= Delphine Bardin =

French classical pianist (born 1974)

Delphine Bardin (born 18 July 1974) is a French classical pianist.

==Biography==
Born in Tours, Delphine Bardin began playing the piano at the age of five. She then studied with Paule Grimaldi and entered the Conservatoire de Paris, where she won first prizes in piano, chamber music, piano accompaniment and vocal accompaniment.

She was then admitted to the advanced cycle, in the class of Pierre-Laurent Aimard for piano and Christian Ivaldi for chamber music.

In 1996, she was awarded the Yvonne Lefébure Fellowship and the following year was awarded the Clara Haskil International Piano Competition (Vevey, in Switzerland).

Numerous solo engagements followed in Switzerland, Canada, Germany and France; winner of the "Natexis Foundation", she was also named "Rising Star" for the 2001/2002 season, which allowed her to perform in prestigious concert halls such as the Cologne Philharmonic, the Wigmore Hall of London and the Centre for Fine Arts, Brussels.

She has performed in festivals such as the Klavier-Festival Ruhr, the Mozart-Messiaen Days in Vevey, the Festival des Arcs.
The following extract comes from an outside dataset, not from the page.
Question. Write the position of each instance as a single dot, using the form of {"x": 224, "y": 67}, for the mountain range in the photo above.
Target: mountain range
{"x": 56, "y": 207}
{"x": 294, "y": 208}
Chamber music holds a very important place in her activity and she plays regularly with cellist Ophélie Gaillard, and flautist Sarah Louvion. Together with cellist Maryse Castello and violinist Arno Madoni, she formed the Pilgrim Trio. In duet with violinist Elsa Grether, she was awarded the Pro Musicis Prize.

==Selected discography==
- CD Mozart / Schumann avec l’Orchestre de Chambre de Lausanne sous la direction de Jesus Lopez-Cobos (Claves 1998)
- Album Airs chantés, with Canadian soprano Hélène Guilmette (Ambroisie 2004)
- Fauré's Barcarolles (Diapason d'Or 2010) (Alpha 2010).